Hydroxyurea therapy in children severely affected with sickle cell disease.J Pediatr 1996; 128(6):820-8JPed
The major clinical manifestations of sickle cell disease (SCD) are hemolytic anemia, predisposition to infection, and recurrent vaso-occlusive episodes resulting in pain, organ dysfunction, or both. There has been no satisfactory treatment for children with recurrent severe painful episodes caused by SCD. Hydroxyurea is an antimetabolite drug shown in adults with SCD to increase fetal hemoglobin levels and reduce the symptoms of SCD. We hypothesized that hydroxyurea therapy in children with severe (defined as > or = 3 vaso-occlusive events per year) SCD could improve hematologic parameters and reduce vaso-occlusive events.
To assess the safety and efficacy of hydroxyurea for the treatment of severe SCD in children.
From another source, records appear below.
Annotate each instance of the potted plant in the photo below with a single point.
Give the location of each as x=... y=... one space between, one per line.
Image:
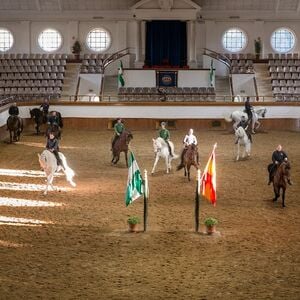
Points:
x=133 y=222
x=210 y=224
x=257 y=46
x=76 y=49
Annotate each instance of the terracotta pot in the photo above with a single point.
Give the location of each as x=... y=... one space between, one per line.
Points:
x=133 y=227
x=211 y=229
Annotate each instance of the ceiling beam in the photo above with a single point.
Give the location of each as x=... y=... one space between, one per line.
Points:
x=38 y=5
x=139 y=4
x=59 y=5
x=193 y=4
x=277 y=3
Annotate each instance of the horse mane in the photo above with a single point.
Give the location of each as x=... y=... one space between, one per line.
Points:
x=161 y=140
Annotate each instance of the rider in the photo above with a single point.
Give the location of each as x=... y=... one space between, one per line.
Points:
x=118 y=129
x=165 y=135
x=278 y=157
x=44 y=107
x=52 y=146
x=13 y=110
x=189 y=139
x=53 y=119
x=244 y=123
x=248 y=109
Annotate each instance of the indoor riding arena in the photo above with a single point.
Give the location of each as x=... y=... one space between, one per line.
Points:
x=83 y=81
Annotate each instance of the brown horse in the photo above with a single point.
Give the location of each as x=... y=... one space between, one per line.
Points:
x=189 y=158
x=15 y=127
x=281 y=178
x=121 y=145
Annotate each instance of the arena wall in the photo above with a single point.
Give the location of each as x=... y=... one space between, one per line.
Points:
x=145 y=116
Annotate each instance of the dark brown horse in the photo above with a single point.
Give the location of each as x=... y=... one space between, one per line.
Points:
x=15 y=127
x=121 y=145
x=280 y=180
x=55 y=129
x=189 y=158
x=39 y=118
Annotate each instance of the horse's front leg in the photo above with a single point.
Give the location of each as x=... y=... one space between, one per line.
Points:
x=48 y=180
x=189 y=168
x=238 y=151
x=258 y=125
x=155 y=163
x=167 y=163
x=11 y=136
x=126 y=158
x=283 y=197
x=277 y=194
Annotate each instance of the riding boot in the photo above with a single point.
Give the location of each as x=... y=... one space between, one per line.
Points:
x=170 y=150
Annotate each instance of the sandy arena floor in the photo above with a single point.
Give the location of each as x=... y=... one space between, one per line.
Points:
x=83 y=251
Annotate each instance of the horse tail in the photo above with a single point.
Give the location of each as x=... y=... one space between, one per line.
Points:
x=229 y=119
x=181 y=166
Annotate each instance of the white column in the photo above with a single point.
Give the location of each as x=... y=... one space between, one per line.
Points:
x=192 y=44
x=138 y=49
x=73 y=34
x=259 y=29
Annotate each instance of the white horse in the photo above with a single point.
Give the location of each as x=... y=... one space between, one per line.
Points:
x=256 y=113
x=242 y=140
x=48 y=163
x=161 y=149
After obtaining informed consent, we initiated hydroxyurea therapy at a dosage of 10 to 20 mg/kg per day in 15 patients with severe SCD (hemoglobin SS, hemoglobin SS-alpha thalassemia, or hemoglobin S-beta0-thalassemia). Doses were escalated as tolerated. Patients were monitored with bimonthly physical examinations and monthly laboratory measures. To assess the impact of hydroxyurea on clinical symptoms, we recorded the number of inpatient days for each patient during the period of treatment and compared it with the number of inpatient days for the 12- to 24-month period before institution of hydroxyurea therapy, using the subject as his or her own control subject.
Thirteen patients received hydroxyurea for a median of 24 months (range, 6 to 39 months). The mean dose of hydroxyurea was 21.4 +/- 5.2 mg/kg. Treatment with hydroxyurea induced statistically significant increases in the total hemoglobin concentration, mean corpuscular volume, and percentage of hemoglobin F, and a decrease in the serum concentration of bilirubin. Toxic effects included three episodes of a reversible myelotoxic reaction, two of which required transfusion of packed erythrocytes. For the entire group, hospitalization decreased from a prehydroxyurea median of 3.9 +/- 2.0 days per month to 1.1 +/- 2.1 days per month of therapy (p = 0.09). For those subjects (n = 10) completing at least 1 year of treatment, the decrease in hospitalization from 4.1 +/- 2.2 to 1.0 +/- 1.7 days per month was significant (p = 0.03).
In this pilot trial, hydroxyurea treatment of severe SCD in children was associated with improved hematologic parameters, acceptable toxic effects, and a trend to reduced hospitalization. Hydroxyurea appears to be a safe and potentially effective agent for the treatment of severe SCD in children. A prospective, controlled trial to investigate the efficacy of hydroxyurea in children is therefore warranted.